Son fils a été emmené par des hommes armés à son domicile dans l’État de Sonora, dans le nord du pays, avec sa compagne.

Une recherche d’une colline où leurs restes sont soupçonnés d’être enterrés n’a pas pu couvrir tout le terrain, et lorsque des vigies travaillant pour des cartels de la drogue les ont repérés, il est devenu trop difficile de revenir.

Azulema Estrada affiche une affiche demandant des informations sur son fils Ivan Alfredo, l'une des plus de 95 000 personnes portées disparues au Mexique
Azulema Estrada affiche une affiche demandant des informations sur son fils Ivan Alfredo, l’une des plus de 95 000 personnes portées disparues au Mexique ULISES RUIZ AFP

« Malheureusement, nous n’avons rien trouvé », a-t-elle déclaré.
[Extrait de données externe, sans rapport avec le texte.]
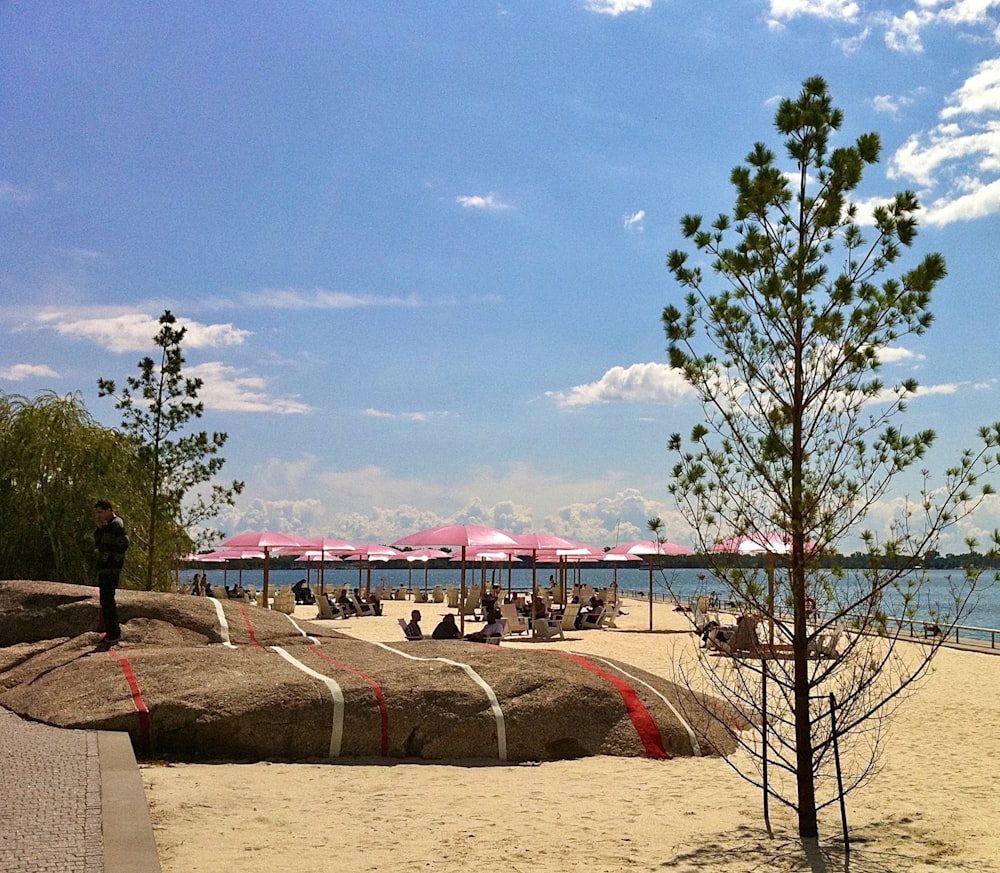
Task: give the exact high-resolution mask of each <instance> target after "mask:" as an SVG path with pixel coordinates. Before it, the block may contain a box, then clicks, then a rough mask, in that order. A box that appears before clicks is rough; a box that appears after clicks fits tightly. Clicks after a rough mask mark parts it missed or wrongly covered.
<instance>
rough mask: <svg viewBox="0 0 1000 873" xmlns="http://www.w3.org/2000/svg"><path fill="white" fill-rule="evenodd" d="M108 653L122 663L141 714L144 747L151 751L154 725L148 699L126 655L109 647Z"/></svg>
mask: <svg viewBox="0 0 1000 873" xmlns="http://www.w3.org/2000/svg"><path fill="white" fill-rule="evenodd" d="M108 654H109V655H111V657H112V658H114V659H115V660H116V661H118V663H119V664H121V668H122V673H124V674H125V681H126V682H128V687H129V690H130V691H131V692H132V702H133V703H135V710H136V712H137V713H138V715H139V734H140V735H141V737H142V744H143V748H144V749H145V750H146V751H150V750H151V749H152V748H153V747H152V730H151V728H152V725H151V722H150V719H149V709H148V708H147V707H146V701H145V700H143V699H142V691H141V690H140V689H139V682H138V680H137V679H136V678H135V671H133V669H132V665H131V664H130V663H129V660H128V658H126V657H125V656H124V655H122V654H120V653H119V652H116V651H115V650H114V649H108Z"/></svg>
Au Mexique, même la recherche des disparus peut comporter des risques importants.

Les disparitions ont commencé pendant la soi-disant sale guerre des autorités mexicaines contre les mouvements révolutionnaires des années 1960-1980.

Ils ont grimpé en flèche après que le gouvernement a lancé une offensive militaire contre les cartels de la drogue en 2006, depuis lors, plus de 340 000 personnes ont été assassinées dans une spirale de violence.

Selon le gouvernement, il y a environ 37 000 cadavres non identifiés non réclamés dans les services médico-légaux, bien que les militants pensent que ce nombre est supérieur à 50 000.

Les autorités visent à utiliser les tests génétiques pour réunir davantage de parents avec les restes de leurs enfants.

Mais en attendant, les morgues débordant, certains cadavres sont enterrés avant de pouvoir être identifiés.